We might not mind paying the processing cost when getting a few layout values from a JSON configuration object during application initialization, but suppose we have an application that communicates via internally-generated messages. Most of the time, these messages are valid (since we are generating them ourselves), but what if we update the application’s modules independently of each other and we’re concerned about changes in message formats across versions of modules?
We want to validate a message’s format, but only if the message is invalid, in which case we need to report the issue accurately so that we can fix it quickly. Performing thorough error checking on every message could be a performance killer. Furthermore, it would be nice if when the error checking kicks in, it also generates the corresponding error report automatically. Hey, since we’re wishing, why not wish big?
In the next installment, I will describe an error checking/reporting design pattern that I call the Validator Pattern. The goals of this pattern are:
- Perform thorough error checking and error reporting
- Only perform the error checking when there is an error
- Perform the error checking and reporting automatically
- Remove the code that performs error checking and reporting from the main flow of the code
I make no claim that I am the first person to think of this design pattern, but when I was looking for a solution with the above requirements, I didn’t find anything that was exactly what I wanted. So here we are.
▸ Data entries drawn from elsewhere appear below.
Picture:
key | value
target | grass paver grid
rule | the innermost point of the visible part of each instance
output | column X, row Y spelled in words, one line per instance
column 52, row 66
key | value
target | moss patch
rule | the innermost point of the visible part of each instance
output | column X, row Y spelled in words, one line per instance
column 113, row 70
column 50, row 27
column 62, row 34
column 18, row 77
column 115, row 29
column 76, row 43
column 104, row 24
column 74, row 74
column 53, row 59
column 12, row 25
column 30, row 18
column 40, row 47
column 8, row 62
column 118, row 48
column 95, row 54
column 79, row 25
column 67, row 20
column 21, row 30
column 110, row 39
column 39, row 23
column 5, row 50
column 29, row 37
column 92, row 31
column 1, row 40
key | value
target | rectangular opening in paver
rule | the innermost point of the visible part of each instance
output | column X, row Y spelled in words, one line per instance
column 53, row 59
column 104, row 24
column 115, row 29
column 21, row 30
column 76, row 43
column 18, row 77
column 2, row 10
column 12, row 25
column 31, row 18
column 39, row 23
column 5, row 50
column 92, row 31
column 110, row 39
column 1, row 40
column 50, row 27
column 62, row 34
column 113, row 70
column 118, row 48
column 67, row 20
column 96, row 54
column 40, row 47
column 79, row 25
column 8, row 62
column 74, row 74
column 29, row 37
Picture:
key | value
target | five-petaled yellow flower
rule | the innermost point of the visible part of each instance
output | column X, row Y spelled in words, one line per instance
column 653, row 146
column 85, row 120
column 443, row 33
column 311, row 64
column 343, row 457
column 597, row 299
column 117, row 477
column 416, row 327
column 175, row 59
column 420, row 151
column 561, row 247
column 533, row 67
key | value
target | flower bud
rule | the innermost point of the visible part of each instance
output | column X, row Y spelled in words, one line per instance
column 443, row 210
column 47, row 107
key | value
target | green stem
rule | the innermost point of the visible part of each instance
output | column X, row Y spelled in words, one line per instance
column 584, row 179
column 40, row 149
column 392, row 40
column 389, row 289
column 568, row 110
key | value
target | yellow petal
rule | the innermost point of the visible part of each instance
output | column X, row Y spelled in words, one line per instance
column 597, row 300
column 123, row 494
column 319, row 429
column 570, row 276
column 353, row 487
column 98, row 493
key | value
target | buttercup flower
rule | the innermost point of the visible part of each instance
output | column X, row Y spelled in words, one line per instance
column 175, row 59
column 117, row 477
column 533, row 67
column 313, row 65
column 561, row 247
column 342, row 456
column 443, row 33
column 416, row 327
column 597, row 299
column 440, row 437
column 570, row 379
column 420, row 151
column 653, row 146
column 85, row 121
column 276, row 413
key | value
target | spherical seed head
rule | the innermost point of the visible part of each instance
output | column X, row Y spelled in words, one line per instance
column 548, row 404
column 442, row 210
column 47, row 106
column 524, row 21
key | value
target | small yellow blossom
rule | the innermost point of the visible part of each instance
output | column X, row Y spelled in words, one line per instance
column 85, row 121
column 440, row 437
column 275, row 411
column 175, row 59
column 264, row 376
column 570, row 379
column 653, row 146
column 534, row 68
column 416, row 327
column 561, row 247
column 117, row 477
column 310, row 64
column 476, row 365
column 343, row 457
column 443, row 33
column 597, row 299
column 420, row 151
 In case you’re getting irritated about the fact that I’m rolling my own configuration mechanism, yes, I’m aware that there are plenty of libraries that assist in managing an application’s persistence. This is simply an illustration of a common scenario where error checking is necessary and useful error reporting is extremely, well, useful.
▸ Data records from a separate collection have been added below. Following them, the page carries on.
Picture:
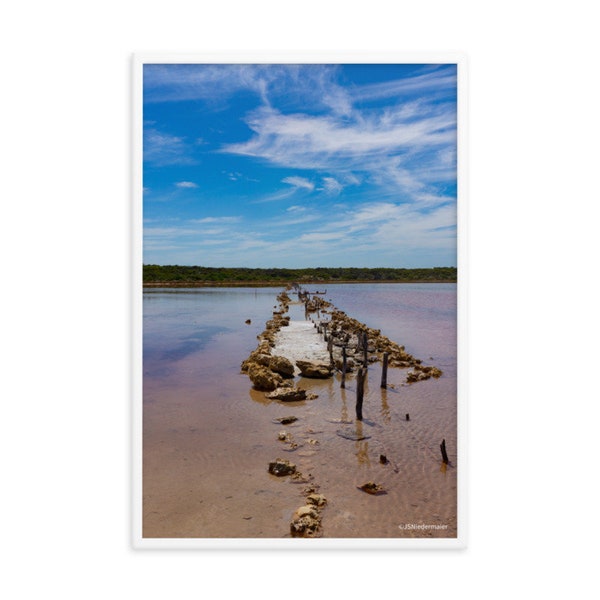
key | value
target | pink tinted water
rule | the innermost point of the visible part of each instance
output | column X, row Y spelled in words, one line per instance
column 208, row 437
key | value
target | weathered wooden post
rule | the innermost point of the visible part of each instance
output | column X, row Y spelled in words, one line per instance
column 384, row 371
column 443, row 449
column 360, row 390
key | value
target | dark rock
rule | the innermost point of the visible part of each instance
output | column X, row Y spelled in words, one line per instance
column 314, row 370
column 264, row 379
column 281, row 468
column 281, row 365
column 287, row 394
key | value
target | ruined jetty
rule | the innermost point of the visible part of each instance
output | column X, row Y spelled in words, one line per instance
column 325, row 342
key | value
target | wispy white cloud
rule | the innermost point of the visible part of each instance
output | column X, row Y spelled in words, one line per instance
column 308, row 141
column 186, row 184
column 300, row 182
column 332, row 185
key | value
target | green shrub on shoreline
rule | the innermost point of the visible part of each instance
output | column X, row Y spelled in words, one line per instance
column 171, row 275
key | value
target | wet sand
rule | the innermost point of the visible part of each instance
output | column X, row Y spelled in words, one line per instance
column 206, row 453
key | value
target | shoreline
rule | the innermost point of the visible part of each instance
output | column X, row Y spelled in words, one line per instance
column 250, row 284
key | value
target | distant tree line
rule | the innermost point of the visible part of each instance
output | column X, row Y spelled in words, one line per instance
column 176, row 274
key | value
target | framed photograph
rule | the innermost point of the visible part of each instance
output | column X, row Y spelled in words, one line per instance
column 298, row 301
 I’m referring to the Jimmy Buffett song “Margaritaville” (https://en.wikipedia.org/wiki/Margaritaville), but I’m also describing a situation known to many software developers where a vacation is interrupted by some urgent customer issue. I have a good friend who has never (to my knowledge) taken a vacation without being required to work on code at some point during the vacation. Talk about vacation interruptus.
 I truly enjoyed playing Sid Meier’s Civilization V, but every time I started it, I had to leave the room and get a cup of coffee. Waiting for it to initialize and be ready for me to play was agonizing.